The Firesheep attack years ago should have taught companies worldwide to start using SSL always everywhere with no exceptions. The problems are known about for over 16 years now. Time to have a unified security model.
Post edited September 22, 2016 by skeletonbow
avatar
skeletonbow: [...] only allowing individual sites and subresources on a site by site basis for years now. [...]
Do you allow them on a permanent basis? If yes, this is what makes the difference. I allow them only temporary, even those that I "trust".
avatar
HypersomniacLive: Do you allow them on a permanent basis? If yes, this is what makes the difference. I allow them only temporary, even those that I "trust".
When I am troubleshooting a new site, if it requires cookies (usually meaning a login session), I allow that permanently through for the site because not doing so gives no benefit and only causes login headaches. I may do it "all" or "session-only" depending on the website and how much I trust them and how often I'm likely to log in there however.

For RequestPolicy Continued, and NoScript I normally only allow temporary at first until I can confirm what the minimal amount of domains/subdomains are needed through experimentation to allow for proper site operation. Once I have determined the minimum set, I flush the temporary rules and make permanent rules for the site if it is a site like GOG that I'll be using all of the time or on some kind of regular basis. If it is a one-off view of some random site then I normally only use temporary.

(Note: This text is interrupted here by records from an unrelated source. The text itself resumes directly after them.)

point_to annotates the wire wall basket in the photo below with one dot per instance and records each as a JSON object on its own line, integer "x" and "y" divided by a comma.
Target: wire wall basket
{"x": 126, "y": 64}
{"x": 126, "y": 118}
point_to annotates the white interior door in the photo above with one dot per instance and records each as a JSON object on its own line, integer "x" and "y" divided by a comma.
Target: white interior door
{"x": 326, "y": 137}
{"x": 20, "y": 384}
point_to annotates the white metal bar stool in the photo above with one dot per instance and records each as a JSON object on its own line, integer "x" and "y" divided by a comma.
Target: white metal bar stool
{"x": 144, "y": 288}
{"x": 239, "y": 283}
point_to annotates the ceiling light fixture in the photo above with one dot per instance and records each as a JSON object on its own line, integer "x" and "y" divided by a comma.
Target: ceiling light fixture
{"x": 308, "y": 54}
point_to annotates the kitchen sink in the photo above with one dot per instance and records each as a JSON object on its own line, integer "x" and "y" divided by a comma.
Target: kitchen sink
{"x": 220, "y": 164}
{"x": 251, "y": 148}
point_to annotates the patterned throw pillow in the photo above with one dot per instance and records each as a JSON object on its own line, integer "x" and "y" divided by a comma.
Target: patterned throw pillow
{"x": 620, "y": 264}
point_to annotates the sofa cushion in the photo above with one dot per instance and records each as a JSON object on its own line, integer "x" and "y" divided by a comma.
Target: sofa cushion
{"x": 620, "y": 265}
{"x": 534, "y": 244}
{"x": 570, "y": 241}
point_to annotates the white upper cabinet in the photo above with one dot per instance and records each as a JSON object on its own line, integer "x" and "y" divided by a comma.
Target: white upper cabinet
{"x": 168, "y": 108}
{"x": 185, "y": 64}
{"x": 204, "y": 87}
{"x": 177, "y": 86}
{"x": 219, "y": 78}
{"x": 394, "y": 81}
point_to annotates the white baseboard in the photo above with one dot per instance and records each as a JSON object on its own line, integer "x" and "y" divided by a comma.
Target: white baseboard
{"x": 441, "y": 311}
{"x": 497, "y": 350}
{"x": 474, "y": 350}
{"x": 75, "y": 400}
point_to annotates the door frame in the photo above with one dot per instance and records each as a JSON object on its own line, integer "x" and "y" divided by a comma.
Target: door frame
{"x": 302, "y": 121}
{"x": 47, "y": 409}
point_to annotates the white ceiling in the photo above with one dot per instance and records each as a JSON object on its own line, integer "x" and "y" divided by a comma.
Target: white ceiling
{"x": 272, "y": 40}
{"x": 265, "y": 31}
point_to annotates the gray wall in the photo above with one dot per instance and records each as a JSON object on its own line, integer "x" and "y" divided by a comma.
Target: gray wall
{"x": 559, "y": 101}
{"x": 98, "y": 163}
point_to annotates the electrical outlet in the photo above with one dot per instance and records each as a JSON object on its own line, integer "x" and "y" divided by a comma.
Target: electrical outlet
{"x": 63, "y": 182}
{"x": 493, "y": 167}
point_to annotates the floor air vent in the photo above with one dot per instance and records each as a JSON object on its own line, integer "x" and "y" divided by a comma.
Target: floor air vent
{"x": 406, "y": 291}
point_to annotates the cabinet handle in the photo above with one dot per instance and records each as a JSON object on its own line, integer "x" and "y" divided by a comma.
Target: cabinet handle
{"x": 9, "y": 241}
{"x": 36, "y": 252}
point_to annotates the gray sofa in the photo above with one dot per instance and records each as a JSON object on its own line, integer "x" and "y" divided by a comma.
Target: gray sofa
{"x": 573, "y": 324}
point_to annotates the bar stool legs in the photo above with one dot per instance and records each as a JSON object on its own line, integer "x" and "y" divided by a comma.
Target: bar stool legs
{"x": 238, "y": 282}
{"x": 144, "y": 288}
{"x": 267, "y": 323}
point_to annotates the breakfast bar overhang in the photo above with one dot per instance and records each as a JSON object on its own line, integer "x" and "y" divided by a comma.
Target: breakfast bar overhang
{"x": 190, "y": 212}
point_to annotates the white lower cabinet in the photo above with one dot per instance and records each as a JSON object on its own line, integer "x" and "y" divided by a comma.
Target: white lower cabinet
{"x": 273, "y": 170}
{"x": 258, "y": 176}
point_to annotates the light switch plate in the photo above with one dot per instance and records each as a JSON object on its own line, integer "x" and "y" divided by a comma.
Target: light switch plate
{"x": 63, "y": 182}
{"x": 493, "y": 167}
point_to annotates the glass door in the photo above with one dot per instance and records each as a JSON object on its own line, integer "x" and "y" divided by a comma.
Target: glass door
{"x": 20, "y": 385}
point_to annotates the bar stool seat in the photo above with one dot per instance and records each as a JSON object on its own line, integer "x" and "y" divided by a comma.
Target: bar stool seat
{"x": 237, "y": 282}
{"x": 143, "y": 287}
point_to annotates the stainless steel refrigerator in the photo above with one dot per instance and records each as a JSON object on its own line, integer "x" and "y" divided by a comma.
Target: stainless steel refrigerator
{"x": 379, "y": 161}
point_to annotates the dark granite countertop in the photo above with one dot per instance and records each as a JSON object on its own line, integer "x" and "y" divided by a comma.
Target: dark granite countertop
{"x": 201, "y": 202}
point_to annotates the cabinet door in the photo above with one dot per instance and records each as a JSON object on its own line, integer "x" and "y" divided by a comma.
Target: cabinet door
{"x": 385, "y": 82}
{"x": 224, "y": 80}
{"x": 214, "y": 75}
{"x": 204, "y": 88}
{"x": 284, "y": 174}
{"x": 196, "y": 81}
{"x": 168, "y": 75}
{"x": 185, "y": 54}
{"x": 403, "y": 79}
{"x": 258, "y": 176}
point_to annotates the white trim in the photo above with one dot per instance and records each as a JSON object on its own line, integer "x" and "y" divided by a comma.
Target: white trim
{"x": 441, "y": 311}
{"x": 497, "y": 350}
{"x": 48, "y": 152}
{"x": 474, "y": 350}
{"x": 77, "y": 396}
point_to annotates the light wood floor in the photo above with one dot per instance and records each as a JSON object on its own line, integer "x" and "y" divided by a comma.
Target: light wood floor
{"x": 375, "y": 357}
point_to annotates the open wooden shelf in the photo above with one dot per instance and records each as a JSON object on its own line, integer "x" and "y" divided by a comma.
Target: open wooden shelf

My personal goal is to greatly reduce the attack surface of potentially malicious content, spyware/tracking content, consumer-unfriendly content, resource wasting content, etc. while maintaining a balance of convenience for the sites that I frequent the most.
For some minutes the forum acted like I wasn' logged in. Favourite topics were gone (also marked forums), it showed only 15 (?) threads per site and I couldn't post. I could reach my library though.

Now everything seems to be back to normal.